And it is thus that the world is apprised through the organ of exact science, that unconscious cerebration has acquired the faculty of making the guitars fly in the air and forcing furniture to perform various clownish tricks!

So much for the opinions of the English scientists. The Americans have not done much better. In 1857, a committee of Harvard University warned the public against investigating this subject, which “corrupts the morals and degrades the intellect.” They called it, furthermore, “a contaminating influence, which surely tends to lessen the truth of man and the purity of woman.” Later, when Professor Robert Hare, the great chemist, defying the opinions of his contemporaries, investigated spiritualism, and became a believer, he was immediately declared non compos mentis; and in 1874, when one of the New York daily papers addressed a circular letter to the principal scientists of this country, asking them to investigate, and offering to pay the expenses, they, like the guests bidden to the supper, “with one consent, began to make excuses.”

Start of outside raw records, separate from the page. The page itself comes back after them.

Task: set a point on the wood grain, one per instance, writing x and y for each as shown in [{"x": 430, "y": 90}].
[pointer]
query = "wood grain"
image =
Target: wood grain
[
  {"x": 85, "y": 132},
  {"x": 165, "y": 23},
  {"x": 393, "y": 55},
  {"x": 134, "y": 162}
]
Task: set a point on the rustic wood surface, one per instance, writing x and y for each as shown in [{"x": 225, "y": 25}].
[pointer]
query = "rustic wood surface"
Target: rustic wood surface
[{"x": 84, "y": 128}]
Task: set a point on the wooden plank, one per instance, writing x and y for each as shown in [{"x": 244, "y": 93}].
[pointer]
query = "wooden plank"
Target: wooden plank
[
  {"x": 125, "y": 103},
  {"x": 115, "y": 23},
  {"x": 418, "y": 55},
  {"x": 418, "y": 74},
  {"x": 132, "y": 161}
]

Yet, despite the indifference of Huxley, the jocularity of Tyndall, and the “unconscious cerebration” of Carpenter, many a scientist as noted as either of them, has investigated the unwelcome subject, and, overwhelmed with the evidence, become converted. And another scientist, and a great author — although not a spiritualist — bears this honorable testimony: “That the spirits of the dead occasionally revisit the living, or haunt their former abodes, has been in all ages, in all European countries, a fixed belief, not confined to rustics, but participated in by the intelligent. . . . If human testimony on such subjects can be of any value, there is a body of evidence reaching from the remotest ages to the present time, as extensive and unimpeachable as is to be found in support of anything whatever.”